I mentioned yesterday that cold medicine and adult beverages aren’t exactly a winning combination.
This morning I’m starting to wonder if caffeine and cold medicine aren’t an equally mismatched couple.
I was running a little late for work today, so I didn’t have time to try and trek to Starbucks for a much-desired hold-over Pumpkin Spice Latte.
Instead, I swung by a gas station (I know, I know) to get myself a big ole cup of joe.
They had the usual suspects: decaf, regular, dark roast, etc…but then on the backburner they had a pot of something called “HYPERBEAN: X-TREMELY CAFFEINATED.”
Obviously, I had no choice but to purchase it.
So I bought a 16 ounce cup of the Hyperbean and started chugging it right away in an attempt to shake off the cold medicine induced cobwebs.
Pretty much instantly I felt a huge surge of energy, but only through about half of my body. It would seem that part of me is lethargic and ready to go back to sleep and the other half is jacked up like a rockstar in the ‘80s and wants to run face-first through a brick wall.

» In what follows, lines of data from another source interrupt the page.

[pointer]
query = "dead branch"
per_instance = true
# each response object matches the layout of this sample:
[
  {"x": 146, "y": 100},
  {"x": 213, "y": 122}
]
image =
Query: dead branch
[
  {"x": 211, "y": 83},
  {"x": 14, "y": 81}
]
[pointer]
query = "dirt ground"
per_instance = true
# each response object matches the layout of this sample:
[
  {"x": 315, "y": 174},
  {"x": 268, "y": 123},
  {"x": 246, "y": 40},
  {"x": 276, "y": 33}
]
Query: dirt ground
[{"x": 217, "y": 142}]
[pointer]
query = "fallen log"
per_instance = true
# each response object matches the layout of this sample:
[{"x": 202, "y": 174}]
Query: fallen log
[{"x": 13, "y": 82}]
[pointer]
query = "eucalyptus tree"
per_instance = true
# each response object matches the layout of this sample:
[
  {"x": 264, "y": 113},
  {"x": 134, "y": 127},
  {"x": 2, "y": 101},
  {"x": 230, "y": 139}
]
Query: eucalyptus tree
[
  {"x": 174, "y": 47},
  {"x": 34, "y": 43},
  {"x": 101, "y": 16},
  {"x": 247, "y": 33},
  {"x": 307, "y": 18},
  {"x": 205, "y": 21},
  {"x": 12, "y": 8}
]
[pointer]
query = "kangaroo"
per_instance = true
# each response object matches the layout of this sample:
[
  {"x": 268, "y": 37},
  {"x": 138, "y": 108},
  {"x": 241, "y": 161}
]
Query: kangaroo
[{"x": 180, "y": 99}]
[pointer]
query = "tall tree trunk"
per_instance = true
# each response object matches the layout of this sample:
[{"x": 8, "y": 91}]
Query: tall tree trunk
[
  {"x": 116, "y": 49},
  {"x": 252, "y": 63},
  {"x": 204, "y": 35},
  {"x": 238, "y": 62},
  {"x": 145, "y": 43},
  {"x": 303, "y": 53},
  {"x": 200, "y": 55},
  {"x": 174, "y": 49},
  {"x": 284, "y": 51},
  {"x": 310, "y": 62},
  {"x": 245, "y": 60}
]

Anyway, it got me a little tweaked out because half of the things on my walk to work appeared to be moving at hyperspeed whilst the rest were creeping along in slow motion.
It’s like I am both the tortoise and the hare.
That in and of itself was a little weird, but what really has me questioning whether I’m still awake and functioning or if I’m actually passed out on the ground beside the gas station and dreaming is this:
That’s right, folks…it appears to be a VCR chained to a fence.
Now, that’s assuming any of you all actually see anything in this picture.
Everyone else on the street walked right on by like there wasn’t anything weird going on and one dude looked at me like I was crazy for stopping to take a picture.
Those reactions have me just a tad worried that I hallucinated the entire thing.
On that note, if y’all are looking at this photo and instead of a VCR chained to a fence you see a bike chained to the fence or nothing chained to the fence or if this happens to be an ill-advised Brett Favreian snapshot, let me know ASAP, because if that’s the case I should probably see a doctor.